İtalyan Rönesansı’nın En Büyük Sanatsal Başarısı: Mayolika

spot_img

Göreni cezbeden, İtalya Rönesansı‘nın en büyük sanatsal başarılarından biri Mayolika, adını İspanya kıyılarında bir ada olan Mayorka‘dan almıştır. İtalyanların 14.yüzyılda sahiplendiği Mayolika tekniği, yedi yüzyıl önceden günümüze; Irakta ortaya çıkıp İslamiyet yayıldıktan sonra 12. yüzyılda İspanyol denizcileri tarafından İtalya’ya taşınmıştır.
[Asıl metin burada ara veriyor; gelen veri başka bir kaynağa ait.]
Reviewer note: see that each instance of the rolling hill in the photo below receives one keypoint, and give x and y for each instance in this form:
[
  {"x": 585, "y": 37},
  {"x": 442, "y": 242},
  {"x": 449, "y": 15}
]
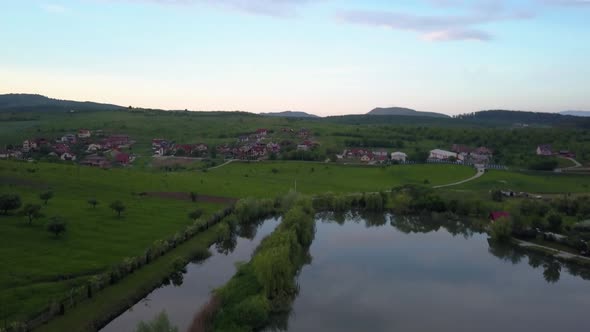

Rönesans’ın görkemli rüzgarında mayolika, İtalya’da yeni bir estetik seviyeye ulaştığından, hem teknik hem de stil yönünden İtalya’yla ilişkilendirilmesine sebep olmuştur.

Seramik sanatında özgün bir yere sahip olan Mayolikayı; bisküvi pişirimi yapılmış seramik forma uygulanan ham sır üzerine, renklendirici pigment boyalar, oksitler ya da renkli sırlar ile yapılan dekor tekniği olarak tanımlayabiliriz.

Casteldurante ya da Venedik, 1520-1530, Museo Correr.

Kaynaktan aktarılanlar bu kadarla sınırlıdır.